This change provides a unit structure that is less complex to
administer, and is compatible with the land location and landowner
changes that occur on an annual basis in California.
5. Section 3(a)--Specify that an insured may select only one price
election for all the processing tomatoes planted in the county that are
insured under the policy, unless the Special Provisions provide
different price elections by type, in which case the insured may select
one price election for each tomato type specified in the Special
Provisions. The price election the producer chooses for each type must
have the same percentage relationship to the maximum price available.
This will help to protect against adverse selection and simplifies
administration of the program.
6. Section 3(b)--Specify the liability under this policy will not
exceed the number of tons under a processor contract in effect on or
before the earlier of August 20 or the date of damage to the insured
crop in all counties with an acreage reporting date of 7/15, or on or
before the acreage reporting date or the date of damage in all other
counties. (Exclude damage that occurs in stage one or damage that
results in a replant payment.)
7. Section 3 (c) and (d)--Specify: (c) The price elections used to
determine the amount of indemnity are progressive by stages and
increase, at specified intervals, to the price used for final stage
losses; and (d) Any acreage of tomatoes damaged to the extent that the
majority of producers in the area would not normally further care for
the tomatoes, will be deemed to have been destroyed even though you may
continue to care for it. The price election used to determine the
amount of indemnity will be that applicable to the stage in which the
tomatoes were destroyed.
8. Sections 4--Change the contract change date from November 30 to
August 31 preceding the cancellation date for California, and from
December 31 to November 30 preceding the cancellation date for all
other states. This will maintain an adequate time period between the
contract change date and the revised cancellation date.

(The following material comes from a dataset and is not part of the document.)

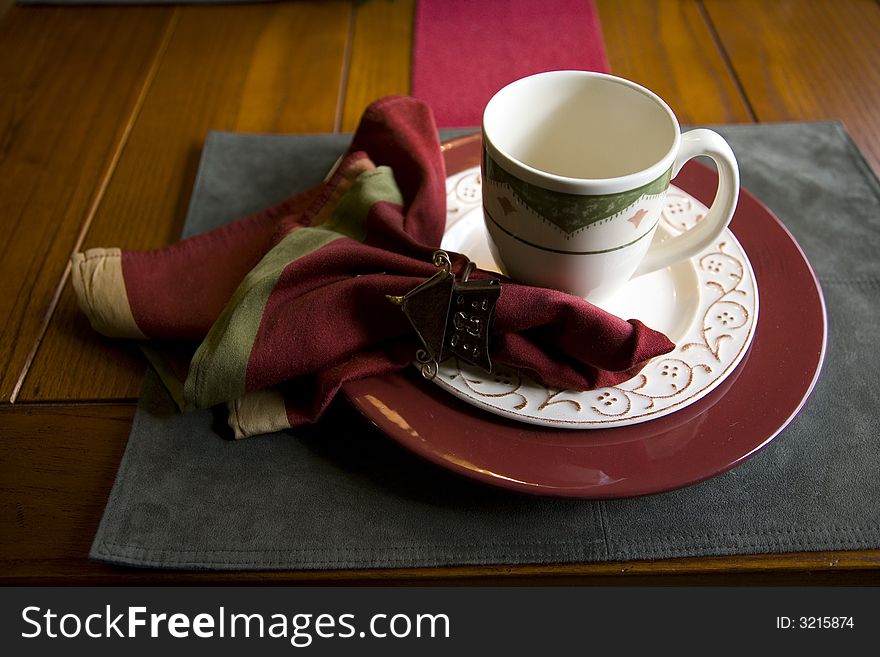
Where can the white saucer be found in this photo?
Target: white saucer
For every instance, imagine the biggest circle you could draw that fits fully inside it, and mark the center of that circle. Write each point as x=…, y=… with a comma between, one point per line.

9. Section 5--Change the cancellation and termination dates from
February 15 to January 15 in California, and from April 15 to March 15
for all other states. This change is necessary to standardize the
cancellation and termination dates with the sales closing dates. Sales
closing dates were changed to comply with requirements of the Federal
Crop Insurance Reform Act of 1994.
10. Section 6--Require the producer to provide a copy of the
processor contract to the insurance provider on or before August 20 in
all counties with an acreage reporting date of 7/15, or on or before
the acreage reporting date in all other counties. In some instances
contracts are not completed prior to August 20 in counties with a 7/15
acreage reporting date.
11. Section 8(a)(3)--Specify that the crop insured will be tomatoes
that are grown under and in accordance with the requirements of a
processor contract executed on or before August 20 for all counties
with an acreage reporting date of 7/15, or on or before the acreage
reporting date in all other counties, and are not excluded from the
processor contract for or during the crop year.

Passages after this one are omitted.